Some arsenic compounds, particularly those of low solubility, are radiopaque, and if ingested may be visible on an abdominal radiograph.

Direct Biologic Indicators

  • When total urinary arsenic is measured, it is important to inquire about recent diet.

The key diagnostic laboratory test for recent exposure is urinary arsenic measurement. The best specimen is a 24-hour urine collection, although spot urine specimens can be helpful in an emergency. Normal total urinary arsenic values are <50 µg arsenic per liter (As/L) in the absence of consumption of seafood in the past 48 hours; values in excess of 200 µg As/L are considered abnormal (ATSDR 2000a). Test results may be reported in micrograms arsenic per gram creatinine to avoid effects due to variation in urine output. Fish arsenic can significantly increase total urinary arsenic levels; therefore, it may be prudent to take a dietary history of the previous 48 hours or repeat the urinary arsenic test in 2 or 3 days. Human volunteers with an average pretest urinary arsenic level of 30 µg/L were given lobster tail for lunch. Four hours after eating, they had an average urinary level of 1,300 µg As/L. These values decreased to pretest levels within 48 hours after ingestion. Request for speciation of arsenic (i.e., analysis of organoarsenicals or different inorganic species, rather than total arsenic) may be considered. Speciated tests are more widely available than in the past; you may want to consult your local Poison Control Center for more information.

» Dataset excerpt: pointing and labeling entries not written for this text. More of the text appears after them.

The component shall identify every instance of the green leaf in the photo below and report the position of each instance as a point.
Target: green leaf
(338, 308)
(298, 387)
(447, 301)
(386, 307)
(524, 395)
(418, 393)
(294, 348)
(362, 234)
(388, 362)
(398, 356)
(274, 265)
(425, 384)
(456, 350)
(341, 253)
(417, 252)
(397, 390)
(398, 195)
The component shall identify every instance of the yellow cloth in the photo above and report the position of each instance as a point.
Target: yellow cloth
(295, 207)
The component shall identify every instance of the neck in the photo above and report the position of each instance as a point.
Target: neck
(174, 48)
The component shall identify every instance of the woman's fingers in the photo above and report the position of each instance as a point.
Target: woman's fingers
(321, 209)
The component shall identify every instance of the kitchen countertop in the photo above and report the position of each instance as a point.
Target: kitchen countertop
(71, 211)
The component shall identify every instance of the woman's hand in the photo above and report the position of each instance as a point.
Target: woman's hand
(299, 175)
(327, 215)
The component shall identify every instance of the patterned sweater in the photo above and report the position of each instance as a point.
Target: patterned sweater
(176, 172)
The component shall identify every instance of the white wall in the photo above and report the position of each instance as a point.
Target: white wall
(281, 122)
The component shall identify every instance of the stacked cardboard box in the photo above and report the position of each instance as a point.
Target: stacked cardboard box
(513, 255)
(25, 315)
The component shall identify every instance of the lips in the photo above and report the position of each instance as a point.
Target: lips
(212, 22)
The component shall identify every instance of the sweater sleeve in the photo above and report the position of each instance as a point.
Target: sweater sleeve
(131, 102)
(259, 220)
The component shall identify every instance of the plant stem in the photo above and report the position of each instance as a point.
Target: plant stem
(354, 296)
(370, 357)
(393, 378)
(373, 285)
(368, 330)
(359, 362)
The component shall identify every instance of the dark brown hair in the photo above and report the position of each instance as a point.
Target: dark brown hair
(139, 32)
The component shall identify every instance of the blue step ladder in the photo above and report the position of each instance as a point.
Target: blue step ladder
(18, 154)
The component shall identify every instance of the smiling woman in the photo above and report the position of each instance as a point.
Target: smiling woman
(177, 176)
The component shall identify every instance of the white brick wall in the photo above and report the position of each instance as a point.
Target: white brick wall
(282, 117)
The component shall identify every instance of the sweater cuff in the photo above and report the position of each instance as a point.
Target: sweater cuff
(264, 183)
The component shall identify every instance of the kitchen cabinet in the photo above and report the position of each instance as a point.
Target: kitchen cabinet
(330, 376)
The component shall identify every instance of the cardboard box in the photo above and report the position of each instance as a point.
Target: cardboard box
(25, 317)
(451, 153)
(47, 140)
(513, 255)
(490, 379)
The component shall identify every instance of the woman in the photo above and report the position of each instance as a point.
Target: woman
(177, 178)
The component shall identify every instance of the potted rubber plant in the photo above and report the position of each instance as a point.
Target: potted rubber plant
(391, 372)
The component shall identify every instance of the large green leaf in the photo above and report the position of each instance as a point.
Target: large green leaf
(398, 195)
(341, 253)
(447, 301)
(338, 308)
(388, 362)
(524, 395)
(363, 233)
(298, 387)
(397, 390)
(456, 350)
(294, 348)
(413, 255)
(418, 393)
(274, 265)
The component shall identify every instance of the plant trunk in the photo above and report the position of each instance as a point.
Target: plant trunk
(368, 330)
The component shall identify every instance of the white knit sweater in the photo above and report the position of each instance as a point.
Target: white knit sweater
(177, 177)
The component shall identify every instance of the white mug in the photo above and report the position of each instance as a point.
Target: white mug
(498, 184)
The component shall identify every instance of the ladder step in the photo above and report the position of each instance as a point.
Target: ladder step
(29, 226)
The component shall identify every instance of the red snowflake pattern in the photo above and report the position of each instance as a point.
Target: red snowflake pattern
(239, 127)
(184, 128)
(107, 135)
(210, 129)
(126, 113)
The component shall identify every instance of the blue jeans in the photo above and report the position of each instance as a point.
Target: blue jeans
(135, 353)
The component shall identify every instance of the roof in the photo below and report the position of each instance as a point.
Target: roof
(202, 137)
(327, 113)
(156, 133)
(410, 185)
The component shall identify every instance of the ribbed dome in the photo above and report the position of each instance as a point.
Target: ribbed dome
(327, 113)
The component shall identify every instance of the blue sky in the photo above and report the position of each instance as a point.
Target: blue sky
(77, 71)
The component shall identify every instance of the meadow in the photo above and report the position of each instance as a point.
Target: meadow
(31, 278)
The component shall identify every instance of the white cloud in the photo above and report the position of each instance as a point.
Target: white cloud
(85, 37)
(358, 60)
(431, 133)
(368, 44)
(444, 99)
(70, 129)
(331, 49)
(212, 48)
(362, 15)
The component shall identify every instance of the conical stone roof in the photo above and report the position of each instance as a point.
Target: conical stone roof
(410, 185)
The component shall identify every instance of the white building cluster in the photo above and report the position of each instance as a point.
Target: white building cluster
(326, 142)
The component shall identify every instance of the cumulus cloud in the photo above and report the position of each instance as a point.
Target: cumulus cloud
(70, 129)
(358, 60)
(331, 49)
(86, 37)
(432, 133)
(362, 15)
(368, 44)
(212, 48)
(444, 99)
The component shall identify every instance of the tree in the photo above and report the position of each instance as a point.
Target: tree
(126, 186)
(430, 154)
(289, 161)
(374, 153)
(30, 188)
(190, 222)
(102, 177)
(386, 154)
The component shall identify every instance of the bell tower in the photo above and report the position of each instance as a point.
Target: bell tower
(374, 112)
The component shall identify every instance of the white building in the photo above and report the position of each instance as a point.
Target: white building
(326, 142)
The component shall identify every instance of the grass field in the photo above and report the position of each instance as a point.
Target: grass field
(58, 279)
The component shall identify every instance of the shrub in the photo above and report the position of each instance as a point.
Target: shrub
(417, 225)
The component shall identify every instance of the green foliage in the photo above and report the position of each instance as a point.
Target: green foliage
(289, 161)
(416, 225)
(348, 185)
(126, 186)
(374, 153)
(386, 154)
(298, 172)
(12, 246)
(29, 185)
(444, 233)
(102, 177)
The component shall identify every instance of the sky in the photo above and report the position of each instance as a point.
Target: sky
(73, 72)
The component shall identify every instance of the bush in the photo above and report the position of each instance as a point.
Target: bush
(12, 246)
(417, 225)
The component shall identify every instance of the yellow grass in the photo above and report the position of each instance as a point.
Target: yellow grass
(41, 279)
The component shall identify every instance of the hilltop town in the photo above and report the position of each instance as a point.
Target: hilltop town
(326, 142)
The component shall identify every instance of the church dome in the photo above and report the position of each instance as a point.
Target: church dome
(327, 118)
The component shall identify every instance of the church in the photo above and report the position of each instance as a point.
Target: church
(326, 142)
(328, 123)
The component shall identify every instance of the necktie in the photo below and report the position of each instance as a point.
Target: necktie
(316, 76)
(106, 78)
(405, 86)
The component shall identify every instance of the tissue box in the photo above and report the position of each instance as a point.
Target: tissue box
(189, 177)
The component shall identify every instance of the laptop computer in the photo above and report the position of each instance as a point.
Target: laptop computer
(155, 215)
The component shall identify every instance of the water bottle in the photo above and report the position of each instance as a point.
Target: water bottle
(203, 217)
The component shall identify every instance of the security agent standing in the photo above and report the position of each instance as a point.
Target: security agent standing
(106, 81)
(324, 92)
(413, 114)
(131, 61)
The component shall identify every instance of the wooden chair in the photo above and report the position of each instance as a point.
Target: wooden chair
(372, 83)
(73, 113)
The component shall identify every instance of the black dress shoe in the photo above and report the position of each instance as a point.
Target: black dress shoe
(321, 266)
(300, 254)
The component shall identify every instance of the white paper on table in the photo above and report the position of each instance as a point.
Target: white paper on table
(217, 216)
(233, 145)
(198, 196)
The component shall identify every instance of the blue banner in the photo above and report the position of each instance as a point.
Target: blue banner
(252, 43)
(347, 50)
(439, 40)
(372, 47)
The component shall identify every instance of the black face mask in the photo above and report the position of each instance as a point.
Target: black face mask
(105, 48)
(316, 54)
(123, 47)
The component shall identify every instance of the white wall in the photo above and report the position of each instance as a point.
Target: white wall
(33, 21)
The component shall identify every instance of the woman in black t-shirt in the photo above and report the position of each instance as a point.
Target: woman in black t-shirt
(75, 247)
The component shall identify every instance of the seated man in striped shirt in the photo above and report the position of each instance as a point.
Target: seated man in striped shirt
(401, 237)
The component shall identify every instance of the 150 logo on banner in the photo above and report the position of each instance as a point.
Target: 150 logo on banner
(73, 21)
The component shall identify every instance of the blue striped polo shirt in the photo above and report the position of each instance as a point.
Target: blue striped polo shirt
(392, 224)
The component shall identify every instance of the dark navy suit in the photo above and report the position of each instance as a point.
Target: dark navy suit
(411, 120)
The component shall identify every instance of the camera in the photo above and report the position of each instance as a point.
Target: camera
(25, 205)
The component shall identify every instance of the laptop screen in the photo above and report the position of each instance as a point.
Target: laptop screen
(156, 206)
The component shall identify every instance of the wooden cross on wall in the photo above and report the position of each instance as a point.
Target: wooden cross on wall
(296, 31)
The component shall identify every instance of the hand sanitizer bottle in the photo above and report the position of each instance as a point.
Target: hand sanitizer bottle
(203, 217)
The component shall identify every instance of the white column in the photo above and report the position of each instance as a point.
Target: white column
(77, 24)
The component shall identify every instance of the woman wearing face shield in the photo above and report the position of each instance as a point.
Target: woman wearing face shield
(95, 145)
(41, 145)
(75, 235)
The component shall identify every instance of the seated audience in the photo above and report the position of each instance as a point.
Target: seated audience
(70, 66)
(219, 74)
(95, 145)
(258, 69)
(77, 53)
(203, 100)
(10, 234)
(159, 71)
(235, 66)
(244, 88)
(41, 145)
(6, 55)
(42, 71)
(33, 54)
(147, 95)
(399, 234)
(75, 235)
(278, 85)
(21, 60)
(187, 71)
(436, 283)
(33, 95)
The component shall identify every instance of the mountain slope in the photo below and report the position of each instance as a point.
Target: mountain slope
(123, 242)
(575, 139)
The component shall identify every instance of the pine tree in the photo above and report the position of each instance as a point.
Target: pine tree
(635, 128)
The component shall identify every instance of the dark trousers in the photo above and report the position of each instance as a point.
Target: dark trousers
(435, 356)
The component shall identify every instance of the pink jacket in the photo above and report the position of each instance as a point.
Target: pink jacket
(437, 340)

Arsenic blood levels, normally <7 µg per deciliter (µg/dL), are less useful than urinary arsenic measurements in following the clinical course of an acute poisoning case, because of the rapid clearance of arsenic from the blood.

Long after urine levels have returned to baseline, the arsenic content of hair and nails may be the only clue of arsenic exposure. However, because the arsenic content of hair and nails may be increased by external contamination, caution must be exercised in using the arsenic content of these specimens to diagnose arsenic intoxication.

Indirect Biologic Indicators

  • If arsenic toxicity is suspected, several tests can be performed to help confirm clinical suspicion.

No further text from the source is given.